Aunque para ser exactos sí ha habido voluntad —más bien postrera, posterior a la de compiladores extranjeros y extemporáneos, casi siempre nacida de un pedido que busca visibilizar algo más que los hallazgos literarios de los Años Cero— de juntar en volúmenes y dossiers, acá o acullá, lo más “granado”, la “flor y nata” de la hornada.

Pienso en antologías orquestadas por Lizabel Mónica, Orlando Luis Pardo Lazo, Oscar Cruz, Jorge Enrique Lage, Gilberto Padilla, Duanel Díaz, Anisley Negrín, José Ramón Sánchez, Ángel Pérez, Javier L. Mora y hasta por mí, varias de las cuales hacen declaraciones prescriptivas sobre la escritura cubana hoy.

No es por miedo al qué dirán (siquiera por terror a lo que queda inscrito, aunque también), pero me gustaba más cuando estábamos en lo nuestro, sin atacar a nadie ni predicar sobre ética o estilo, y sin sed de empoderamientos simbólicos o de otra laya. Espero que esas páginas preceptivas no digan la última palabra sobre lo que somos o hemos sido, ni sean lo más cacareado por las historias de la literatura cuando de “nosotros” se trate.

Tengo mis favoritxs de todas las épocas entre lxs escritorxs de la Isla, claro está; sé qué me gusta y por qué, como sé lo que quiero o sobre todo de lo que no quiero escribir (hasta hoy). Sin embargo, no me interesa embarcarme en la aventura de pautar la creación de los demás ni de trazar políticas culturales. Quiero ser lo más libre posible al escribir lo que me dé la gana. ¿Cómo normar en otros lo que no toleraré conmigo?

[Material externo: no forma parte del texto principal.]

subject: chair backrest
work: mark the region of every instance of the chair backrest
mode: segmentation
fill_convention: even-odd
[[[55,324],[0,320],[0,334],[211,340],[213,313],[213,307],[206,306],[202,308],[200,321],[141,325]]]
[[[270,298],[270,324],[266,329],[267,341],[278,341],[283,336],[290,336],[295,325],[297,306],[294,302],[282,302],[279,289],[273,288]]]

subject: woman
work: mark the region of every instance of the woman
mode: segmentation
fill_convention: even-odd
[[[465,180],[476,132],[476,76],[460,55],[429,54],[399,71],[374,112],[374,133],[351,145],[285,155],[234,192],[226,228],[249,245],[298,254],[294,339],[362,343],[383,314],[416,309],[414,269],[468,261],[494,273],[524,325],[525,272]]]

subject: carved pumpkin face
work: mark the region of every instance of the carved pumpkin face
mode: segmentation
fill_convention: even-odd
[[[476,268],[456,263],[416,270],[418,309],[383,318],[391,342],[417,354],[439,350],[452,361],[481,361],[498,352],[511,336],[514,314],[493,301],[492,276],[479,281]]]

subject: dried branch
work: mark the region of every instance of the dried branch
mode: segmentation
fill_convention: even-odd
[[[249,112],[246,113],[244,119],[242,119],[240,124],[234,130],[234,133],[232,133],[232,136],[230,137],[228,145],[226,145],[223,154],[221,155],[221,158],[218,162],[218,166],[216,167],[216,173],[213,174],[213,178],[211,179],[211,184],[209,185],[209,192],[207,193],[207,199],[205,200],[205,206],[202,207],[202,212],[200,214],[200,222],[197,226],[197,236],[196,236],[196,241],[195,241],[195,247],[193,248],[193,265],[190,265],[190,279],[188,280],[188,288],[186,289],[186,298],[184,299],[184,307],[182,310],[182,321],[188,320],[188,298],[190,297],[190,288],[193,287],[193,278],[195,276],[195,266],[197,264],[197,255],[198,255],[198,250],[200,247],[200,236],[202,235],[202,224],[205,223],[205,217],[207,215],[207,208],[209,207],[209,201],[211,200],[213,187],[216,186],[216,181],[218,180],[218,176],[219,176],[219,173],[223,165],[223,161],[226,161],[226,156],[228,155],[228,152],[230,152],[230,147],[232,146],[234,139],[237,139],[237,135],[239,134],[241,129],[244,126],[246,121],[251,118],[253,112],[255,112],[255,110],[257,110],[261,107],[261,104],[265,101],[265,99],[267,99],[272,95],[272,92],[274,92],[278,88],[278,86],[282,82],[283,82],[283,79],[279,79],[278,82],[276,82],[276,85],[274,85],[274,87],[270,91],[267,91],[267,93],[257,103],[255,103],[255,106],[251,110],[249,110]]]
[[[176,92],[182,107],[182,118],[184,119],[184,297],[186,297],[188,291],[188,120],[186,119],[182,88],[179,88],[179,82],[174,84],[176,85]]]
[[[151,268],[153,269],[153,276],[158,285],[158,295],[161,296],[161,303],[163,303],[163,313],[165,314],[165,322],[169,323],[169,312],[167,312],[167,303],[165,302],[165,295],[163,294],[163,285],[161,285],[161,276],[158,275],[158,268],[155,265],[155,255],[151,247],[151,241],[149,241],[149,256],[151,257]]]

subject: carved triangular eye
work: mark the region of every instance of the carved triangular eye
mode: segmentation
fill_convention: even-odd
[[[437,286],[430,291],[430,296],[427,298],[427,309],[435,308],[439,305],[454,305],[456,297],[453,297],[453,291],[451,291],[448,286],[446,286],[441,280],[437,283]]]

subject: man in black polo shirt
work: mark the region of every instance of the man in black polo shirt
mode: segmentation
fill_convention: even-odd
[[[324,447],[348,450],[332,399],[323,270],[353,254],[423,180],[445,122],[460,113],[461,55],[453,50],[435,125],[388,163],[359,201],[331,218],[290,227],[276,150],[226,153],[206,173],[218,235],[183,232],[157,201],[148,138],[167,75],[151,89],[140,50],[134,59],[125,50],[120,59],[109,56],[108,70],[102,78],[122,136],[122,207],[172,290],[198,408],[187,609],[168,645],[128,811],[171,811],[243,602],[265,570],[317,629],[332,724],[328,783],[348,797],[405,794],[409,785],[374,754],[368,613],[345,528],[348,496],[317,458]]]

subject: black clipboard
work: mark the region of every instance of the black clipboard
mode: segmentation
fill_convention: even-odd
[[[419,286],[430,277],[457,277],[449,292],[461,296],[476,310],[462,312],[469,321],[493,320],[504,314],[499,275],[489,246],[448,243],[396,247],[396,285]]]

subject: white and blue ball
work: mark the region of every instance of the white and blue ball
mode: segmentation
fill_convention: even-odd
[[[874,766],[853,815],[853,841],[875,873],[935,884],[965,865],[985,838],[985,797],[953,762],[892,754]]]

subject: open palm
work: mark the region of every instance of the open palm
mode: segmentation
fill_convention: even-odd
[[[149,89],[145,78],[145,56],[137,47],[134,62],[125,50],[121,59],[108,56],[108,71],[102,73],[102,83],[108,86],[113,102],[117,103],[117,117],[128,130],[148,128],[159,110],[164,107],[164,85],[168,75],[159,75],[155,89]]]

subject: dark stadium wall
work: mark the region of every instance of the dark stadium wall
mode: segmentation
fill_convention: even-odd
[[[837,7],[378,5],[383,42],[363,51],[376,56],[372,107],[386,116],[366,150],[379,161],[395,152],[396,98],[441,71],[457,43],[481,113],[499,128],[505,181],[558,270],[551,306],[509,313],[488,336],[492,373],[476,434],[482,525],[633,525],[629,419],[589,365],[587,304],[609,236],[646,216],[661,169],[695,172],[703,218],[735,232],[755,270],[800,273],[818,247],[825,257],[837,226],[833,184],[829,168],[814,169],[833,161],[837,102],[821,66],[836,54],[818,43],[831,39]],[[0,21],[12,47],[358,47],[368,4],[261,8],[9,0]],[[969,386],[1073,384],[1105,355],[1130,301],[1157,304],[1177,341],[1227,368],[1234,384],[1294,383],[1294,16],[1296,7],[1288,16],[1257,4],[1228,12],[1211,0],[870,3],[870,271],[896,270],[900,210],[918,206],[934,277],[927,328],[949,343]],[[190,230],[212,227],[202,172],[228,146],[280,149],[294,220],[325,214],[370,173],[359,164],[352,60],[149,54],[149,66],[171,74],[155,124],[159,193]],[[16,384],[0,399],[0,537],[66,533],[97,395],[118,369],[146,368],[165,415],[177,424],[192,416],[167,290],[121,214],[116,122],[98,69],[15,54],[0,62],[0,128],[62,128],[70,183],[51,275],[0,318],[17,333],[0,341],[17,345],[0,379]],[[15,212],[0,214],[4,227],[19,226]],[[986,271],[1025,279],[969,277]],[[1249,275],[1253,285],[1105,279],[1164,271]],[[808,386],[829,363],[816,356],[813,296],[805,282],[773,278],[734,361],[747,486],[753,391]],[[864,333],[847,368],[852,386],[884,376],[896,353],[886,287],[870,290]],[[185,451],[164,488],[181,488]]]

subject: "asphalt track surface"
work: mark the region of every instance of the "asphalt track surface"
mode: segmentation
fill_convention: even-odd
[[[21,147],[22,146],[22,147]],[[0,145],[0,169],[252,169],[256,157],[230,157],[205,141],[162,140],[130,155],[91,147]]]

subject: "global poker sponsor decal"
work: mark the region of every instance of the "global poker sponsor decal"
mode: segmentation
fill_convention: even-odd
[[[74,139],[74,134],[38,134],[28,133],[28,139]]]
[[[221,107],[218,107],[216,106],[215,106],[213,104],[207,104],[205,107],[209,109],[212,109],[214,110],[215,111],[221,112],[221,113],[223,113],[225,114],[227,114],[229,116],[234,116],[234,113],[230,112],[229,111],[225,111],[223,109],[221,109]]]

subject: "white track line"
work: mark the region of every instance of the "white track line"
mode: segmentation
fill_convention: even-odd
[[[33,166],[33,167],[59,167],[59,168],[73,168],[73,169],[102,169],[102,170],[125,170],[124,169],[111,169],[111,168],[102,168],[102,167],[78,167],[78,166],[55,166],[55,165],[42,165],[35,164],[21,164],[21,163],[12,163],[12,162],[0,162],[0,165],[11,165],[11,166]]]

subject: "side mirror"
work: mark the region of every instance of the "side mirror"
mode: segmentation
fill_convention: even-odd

Como en la práctica del feminismo, si hubiera un rasgo distintivo por el que apostar, me gustaría pensarnos anti-dictados, sin uniforme, llevados por aquel promisorio retintín que decía: “somos pioneros exploradores…”, o lo que es lo mismo: caminando al ritmo del primer pasito de baile de Neil Armstrong en la luna (bamboleantes al probar a ser fuera del cerco de la gravedad); desprejuiciados, en fin, para asumir cualesquiera de las “forma[s] de las cosas que vendrán” —a la manera jacarandosa del Wichy.